Tayyara also to serve second term
Moffat County Commissioner Saed Tayyara received the most votes of any Commission candidate in the 2008 general election, though he ran unopposed for the District 2 seat.
Tayyara received 4,545 votes in Craig, including early and mail-in votes, but not including votes from Maybell or Dinosaur.
Tayyara has said he is proud of the accomplishments he and the other commission members have made, including balancing the budget and building fund reserves. He plans to continue the same fiscally conservative practices in the next four years, he said.
Republican incumbent Tom Gray won his re-election bid to the Moffat County Commission by a close to 3 to 1 majority against Democratic challenger Lois Wymore.
Gray said he plans to continue the same policies and beliefs he brought to the office after the 2004 election. Among those, he will advocate for fiscal restraint and a small, unobtrusive government.

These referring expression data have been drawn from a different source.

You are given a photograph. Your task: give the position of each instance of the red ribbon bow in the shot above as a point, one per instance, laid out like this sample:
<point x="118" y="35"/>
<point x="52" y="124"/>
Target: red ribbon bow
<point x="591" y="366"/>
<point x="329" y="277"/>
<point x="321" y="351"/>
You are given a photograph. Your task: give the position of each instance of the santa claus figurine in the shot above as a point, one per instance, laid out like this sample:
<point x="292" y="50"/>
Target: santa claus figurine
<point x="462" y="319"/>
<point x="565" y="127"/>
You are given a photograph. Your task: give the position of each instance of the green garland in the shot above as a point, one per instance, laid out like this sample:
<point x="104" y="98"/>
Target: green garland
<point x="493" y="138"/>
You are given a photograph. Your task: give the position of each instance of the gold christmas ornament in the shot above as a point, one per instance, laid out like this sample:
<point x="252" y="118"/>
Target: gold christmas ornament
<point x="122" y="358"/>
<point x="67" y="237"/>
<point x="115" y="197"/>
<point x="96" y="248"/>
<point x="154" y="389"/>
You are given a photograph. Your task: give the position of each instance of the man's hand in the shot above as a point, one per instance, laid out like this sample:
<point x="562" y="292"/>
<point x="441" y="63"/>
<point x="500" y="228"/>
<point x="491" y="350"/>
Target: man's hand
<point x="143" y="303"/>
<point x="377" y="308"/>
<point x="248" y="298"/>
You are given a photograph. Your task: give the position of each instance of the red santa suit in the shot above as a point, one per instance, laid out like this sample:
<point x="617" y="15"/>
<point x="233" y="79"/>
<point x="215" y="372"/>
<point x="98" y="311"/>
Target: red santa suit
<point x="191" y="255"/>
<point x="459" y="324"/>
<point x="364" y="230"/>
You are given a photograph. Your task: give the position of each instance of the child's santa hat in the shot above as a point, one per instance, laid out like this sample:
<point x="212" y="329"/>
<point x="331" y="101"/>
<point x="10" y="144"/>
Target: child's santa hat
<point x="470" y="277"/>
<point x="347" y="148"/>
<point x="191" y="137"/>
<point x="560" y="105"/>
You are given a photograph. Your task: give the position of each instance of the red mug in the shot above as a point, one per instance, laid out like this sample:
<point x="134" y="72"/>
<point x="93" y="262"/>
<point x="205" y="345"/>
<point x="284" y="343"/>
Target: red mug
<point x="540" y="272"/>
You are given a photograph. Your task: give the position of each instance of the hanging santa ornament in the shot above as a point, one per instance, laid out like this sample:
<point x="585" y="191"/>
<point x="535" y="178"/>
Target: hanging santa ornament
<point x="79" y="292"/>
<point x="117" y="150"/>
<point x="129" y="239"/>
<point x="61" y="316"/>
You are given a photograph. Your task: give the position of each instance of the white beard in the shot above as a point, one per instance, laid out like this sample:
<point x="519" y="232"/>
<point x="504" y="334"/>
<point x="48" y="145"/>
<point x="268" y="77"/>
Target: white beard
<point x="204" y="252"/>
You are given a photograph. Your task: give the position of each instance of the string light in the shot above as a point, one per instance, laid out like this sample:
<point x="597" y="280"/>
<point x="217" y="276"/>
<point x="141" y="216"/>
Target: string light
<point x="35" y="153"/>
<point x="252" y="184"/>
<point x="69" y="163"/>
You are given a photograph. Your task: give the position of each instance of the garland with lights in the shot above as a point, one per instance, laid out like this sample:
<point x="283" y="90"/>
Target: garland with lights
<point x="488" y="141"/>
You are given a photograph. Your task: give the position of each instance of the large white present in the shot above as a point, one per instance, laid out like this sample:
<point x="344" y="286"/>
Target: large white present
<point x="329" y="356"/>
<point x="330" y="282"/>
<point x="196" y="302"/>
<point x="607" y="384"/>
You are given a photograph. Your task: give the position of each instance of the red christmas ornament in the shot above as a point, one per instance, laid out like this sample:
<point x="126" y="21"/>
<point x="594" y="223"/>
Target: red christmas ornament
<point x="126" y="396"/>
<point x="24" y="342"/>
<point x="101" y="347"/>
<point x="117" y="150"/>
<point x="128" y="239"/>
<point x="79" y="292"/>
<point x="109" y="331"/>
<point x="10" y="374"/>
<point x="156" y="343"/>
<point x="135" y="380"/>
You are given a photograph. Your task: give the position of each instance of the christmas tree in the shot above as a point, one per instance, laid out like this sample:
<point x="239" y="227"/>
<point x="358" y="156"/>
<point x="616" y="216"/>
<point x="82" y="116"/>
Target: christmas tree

However, Gray said he believes the county will face new issues in the future that will have to be addressed if and when they happen.
"My instinct is that the new (presidential) administration will be less friendly to fossil fuels, and with (Democratic Rep. Mark) Udall as our senator alongside (Democratic Sen. John) Salazar, I think we will see some changes," Gray said.
He added that fossil fuels are "very important" to Moffat County.
The two Commission candidates had largely the same views on most issues, such as county budget priorities and energy development, with a few exceptions.
Wymore said the biggest fault she found with the current county administration is that it does not give the Craig/Moffat Economic Development Partnership enough support. The current Commission declined to fund the EDP in 2008, citing low public approval and a lack of concrete results.
The commission has not finalized its 2009 budget or whether it will contribute to EDP.
The country's financial crisis requires more emphasis on economic development, Wymore said, even though the local economy seems comparatively strong.
"We have to be thinking outside of the box," she said. "We're going to have to work really hard to remain stable."
Wymore also advocated that the county do everything it can to support senior citizens and residents at Sunset Meadows I and II, both retirement communities operated by the county.
Both candidates said the most important goal for the county going forward will be to maintain services, such as road maintenance and law enforcement.
With regard to the county budget, Gray said he planned to maintain the same principles he has brought to the county during the past four years: Maintain 30 percent reserves and operate the county as a "management company," only spending the resources the voters have approved.
At least one resident said she planned to vote for Wymore because she favored a change in the conservative-dominated commission.
"I have wanted a change in the county commissioners' 'good ol' boy' group for a long time," said Jan Rogers shortly after the Debate 2008 event Oct. 16. "Lois is a breath of fresh air."
Another voter at the polls Tuesday night had a different perspective.
"I personally thought (Gray) was doing a fine job, so he still has my vote," said Michelle Henderson, 34, a counselor at Hayden High School.
However, not everything is right with the community, she added.
"I think our youth, our teens, need more positive things to do," Henderson said, which is why she supports the campaign to fund and build a local recreation center.
Could a candidate who pushed youth concerns have gotten her vote?
"Possibly," Henderson said. "It's kind of hard to say now."